Any plans to support reference chain shortening in Plash?

> Toby Murray <toby.murray at comlab.ox.ac.uk> wrote:
>> An async senc without async receive might look like:
>>
>> asyncSend(cap,msg,replyCap);  // done async (e.g. in another thread)
>> waitForRecv(replyCap,&msg);   // block waiting for the reply
> 
> I would call that selective receive rather than synchronous receive.

Selective receive normally means that an arbitrary message pattern can
be matched. I would call this an "explicit closed receive":


   Explicit    Receive by explicitly invoking a primitive (usually blocking,
               but timeouts or polling may be supported) that returns the
               next message. [Erlang, KeyKOS/EROS/CapROS, Plash,
               Asynchronous Sequential Processes, Concurrent ML,
               Join calculus]

   Implicit    Receive implicitly at the top of a per-process/per-vat
               event loop. [E, A4, gen_server in Erlang/OTP]

   Interrupting
               Receive via an interrupt or scheduler activation.
               [Unix signals]

x

   Selective   Match an arbitrary message pattern. [Erlang, Join calculus]

   Closed set  Match messages to any of a set of facets (objects,
               message queues, ports, file descriptors, etc.) of this
               process/vat. [Unix select, A4]

   Closed      Match messages to a specified single facet of this
               process/vat. [EROS/KeyKOS/CapROS]

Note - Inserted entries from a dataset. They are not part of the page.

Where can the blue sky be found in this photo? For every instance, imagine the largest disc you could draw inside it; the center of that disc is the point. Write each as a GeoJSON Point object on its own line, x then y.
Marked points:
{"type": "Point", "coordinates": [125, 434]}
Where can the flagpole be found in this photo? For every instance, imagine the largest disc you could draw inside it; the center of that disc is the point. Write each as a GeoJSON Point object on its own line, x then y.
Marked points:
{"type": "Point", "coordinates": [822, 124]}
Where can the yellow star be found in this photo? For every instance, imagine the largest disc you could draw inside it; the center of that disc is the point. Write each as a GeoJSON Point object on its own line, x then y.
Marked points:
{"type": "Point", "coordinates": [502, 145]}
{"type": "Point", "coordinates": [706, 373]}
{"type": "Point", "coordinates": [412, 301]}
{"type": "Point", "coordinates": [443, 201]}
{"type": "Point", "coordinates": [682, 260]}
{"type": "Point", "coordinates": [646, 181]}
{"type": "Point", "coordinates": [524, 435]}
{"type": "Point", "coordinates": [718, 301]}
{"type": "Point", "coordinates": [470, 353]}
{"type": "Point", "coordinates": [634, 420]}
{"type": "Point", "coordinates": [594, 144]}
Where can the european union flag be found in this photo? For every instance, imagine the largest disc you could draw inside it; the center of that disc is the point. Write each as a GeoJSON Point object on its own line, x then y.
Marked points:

   Open        Match messages to any facet of this process/vat. [E, Plash,
               KeyKOS/EROS/CapROS, Asynchronous Sequential Processes]

x

   Synchronous-order
               A successful send happens as-if at the same time as the
               corresponding receive.
               [Concurrent ML, Synchronous pi calculus]

   Causal-order
               If M1 is sent before M2, and both messages are
               received, then M1 is received before M2.

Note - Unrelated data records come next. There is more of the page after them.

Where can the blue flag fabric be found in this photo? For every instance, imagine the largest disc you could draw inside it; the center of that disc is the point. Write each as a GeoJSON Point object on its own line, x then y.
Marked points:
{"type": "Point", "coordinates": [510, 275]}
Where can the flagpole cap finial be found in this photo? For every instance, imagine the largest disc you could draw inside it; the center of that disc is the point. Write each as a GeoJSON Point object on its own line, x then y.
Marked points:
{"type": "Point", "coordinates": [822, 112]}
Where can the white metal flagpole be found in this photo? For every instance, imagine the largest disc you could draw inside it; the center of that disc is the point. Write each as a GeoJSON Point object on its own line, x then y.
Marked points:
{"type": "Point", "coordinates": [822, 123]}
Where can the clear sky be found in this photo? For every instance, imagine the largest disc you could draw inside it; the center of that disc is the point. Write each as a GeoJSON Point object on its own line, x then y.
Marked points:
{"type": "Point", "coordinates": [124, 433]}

   E-order     References are "forked" when sent between processes/vats.
               If M1 is sent before M2 on the same reference, or if
               M1 is sent to a reference R and then M2 is sent to a
               reference forked (maybe indirectly) from R, and both
               messages are received, then M1 is received before M2.
               [E, A4]

   (Point-to-point) FIFO-order
               If M1 and M2 are sent by process A to process B, and
               M1 is sent before M2, and both messages are received,
               then M1 is received before M2. [Erlang, Waterken]

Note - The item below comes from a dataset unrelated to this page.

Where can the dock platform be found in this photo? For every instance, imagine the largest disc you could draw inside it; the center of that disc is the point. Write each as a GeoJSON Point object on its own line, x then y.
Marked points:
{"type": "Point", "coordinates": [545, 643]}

   Fully asynchronous-order
               No constraints on message ordering, other than that a
               a message is sent before it is received, and there are
               no causal loops. [Actor model, Joule]


(A4 is a message-passing kernel language I'm developing.)

Selective and closed receives do not consume messages that are not
matched, so they are not equivalent to testing for a pattern after
performing an open receive. (Resending the message to self if the
pattern or id is not matched would change the message ordering.)

Selective or closed [set] receive can be simulated in terms of open
receive, by using a front-end process, called a "receptionist" in
actor terminology, that maintains a reified message queue. On each
receive, the main process makes a request to the receptionist
specifying the pattern or the set of facets to select, and it
returns and consumes the next matching message.

"Before" in the descriptions of message orderings refers to the
happens-before partial ordering.

Systems often support more than one kind of receive, but a given system
will usually only use a single message ordering, unless two systems with
different orderings have been bridged.

> To me, the term "asynchronous receive" suggests mechanisms like Unix
> signals, where the execution of the process is interrupted,

These are interrupting receives in the above taxonomy.

> or (assuming I understand it correctly) Coyotos's "notifications"
> system [1], which doesn't interrupt the execution of a process but
> is more akin to poll()ing file descriptors with a timeout of zero.

That's an explicit non-blocking receive.

>> An async receive without async send seems a bit strange and I'm not
>> sure that it exists anywhere, although it can be easily modelled.
> 
> How would you classify pi calculus with its rendezvous operation?

I'd classify the synchronous pi calculus as a synchronous-order
system with explicit closed receives.